Generally speaking, Amazon is not known as an information provider in the sciences. “I think that is why Amazon is looking to work with us,” said Gloss.
BioTeam ported its iNquiry software suite to the EC2 environment earlier this year.
Amazon has set up pre-configured Amazon Machine Images, or AMIs, through which software providers like BioTeam can offer their clients a “virtual machine” on the cloud, said Gloss, “with applications and everything that you want to run.”
“It saves everybody a tremendous headache.”
Porting iNquiry to EC2 was “not hard at all,” he said. “It was just a matter of creating a machine image that would run iNquiry.”
Amazon’s EC2 supports a number of operating systems such as Linux, Windows Server 2003, and OpenSolaris. Amazon lets its customers build AMIs with the software of their choice and already offers free and paid AMIs for software such as MySQL Enterprise, Microsoft SQL Server Express, and Apache HTTP as well as application development environments such as a Java Application Server or Ruby on Rails.
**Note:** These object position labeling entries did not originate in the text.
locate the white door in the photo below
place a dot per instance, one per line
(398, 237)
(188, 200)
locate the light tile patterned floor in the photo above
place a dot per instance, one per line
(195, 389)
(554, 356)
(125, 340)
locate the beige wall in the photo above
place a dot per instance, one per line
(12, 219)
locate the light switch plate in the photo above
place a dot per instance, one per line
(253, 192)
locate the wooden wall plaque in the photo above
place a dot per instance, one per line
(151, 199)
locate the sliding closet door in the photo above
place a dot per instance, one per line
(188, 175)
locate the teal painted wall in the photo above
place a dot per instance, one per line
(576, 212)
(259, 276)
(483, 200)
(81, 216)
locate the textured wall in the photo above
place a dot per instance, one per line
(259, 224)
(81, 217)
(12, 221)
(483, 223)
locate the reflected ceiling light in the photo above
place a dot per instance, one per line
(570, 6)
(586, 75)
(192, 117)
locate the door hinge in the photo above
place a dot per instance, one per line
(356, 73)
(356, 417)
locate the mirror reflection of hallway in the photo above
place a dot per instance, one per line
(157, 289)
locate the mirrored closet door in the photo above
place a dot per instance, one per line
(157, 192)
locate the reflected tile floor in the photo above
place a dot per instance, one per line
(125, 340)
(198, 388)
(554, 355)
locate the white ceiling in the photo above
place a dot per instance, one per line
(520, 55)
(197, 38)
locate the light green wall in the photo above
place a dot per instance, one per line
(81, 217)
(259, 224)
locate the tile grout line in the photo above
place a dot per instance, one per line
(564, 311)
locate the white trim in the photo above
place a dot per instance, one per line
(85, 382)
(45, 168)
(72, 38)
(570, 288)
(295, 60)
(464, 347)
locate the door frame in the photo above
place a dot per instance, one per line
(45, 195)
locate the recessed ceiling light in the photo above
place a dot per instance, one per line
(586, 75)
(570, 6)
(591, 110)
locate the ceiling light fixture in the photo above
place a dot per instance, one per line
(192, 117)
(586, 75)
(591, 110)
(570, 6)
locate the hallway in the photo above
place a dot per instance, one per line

According to a technical description on Amazon’s site, EC2 gives users the ability to execute their applications in software of their choice, and they can pack into the AMI the operating system, configuration settings, libraries, and other modules. “Think of this as zipping up the contents of your hard drive,” the site states.
For scientists, Gloss said, the cloud can offer new ways of doing bioinformatics. “You open up a couple of computers, put Blast on your machine, GenBank is over here, you point to it on the system, and bingo you can run your Blast search,” he said.
In a statement, Harvard Medical School’s Peter Tonellato said that Public Data Sets on AWS will help him and his colleagues collaborate by sharing commonly used data sets, research environments, and tools.
According to a case study published on the Amazon website, Tonellato wanted to avoid setting up servers writing code for a large-scale study in which his lab used computer simulations to assess the clinical value of new genetic tests in “patient avatars.”
“I wanted to devise a system where postdoctoral researchers can scope a genetic risk situation, determine the appropriate simulation and analysis to create the avatars, and then quickly build web applications to run the simulations, rather than spend their time troubleshooting computing technology,” he said in the study.
Working with Oracle, Tonellato’s group took 10 days to customize the company’s private Linux AMIs for his data modeling. Two weeks later, according to the case study, the web application was “up and running.”
“We can set up a controlled environment in minutes, run our computational analysis for a couple of hours, and shut down the environment,” Tonellato said. “I only pay for the compute time I use, and more importantly I can spend more time focusing on research, not downloading and setting up computational infrastructure.”
“Ensembl's approach has always been to try and lower the barriers to entry so that researchers using a desktop PC in a lab or a laptop in an airport departure lounge have access to high-quality, up-to-the-minute genetic information that they can use in their work,” Glenn Proctor, Ensembl Software Coordinator at the European BioInformatics Institute, said in a statement.
“Amazon EC2 allows us to go even further and make all our data available in a robust, scalable and flexible form that anyone with an AWS account can use."
Proctor could not be reached for further comment.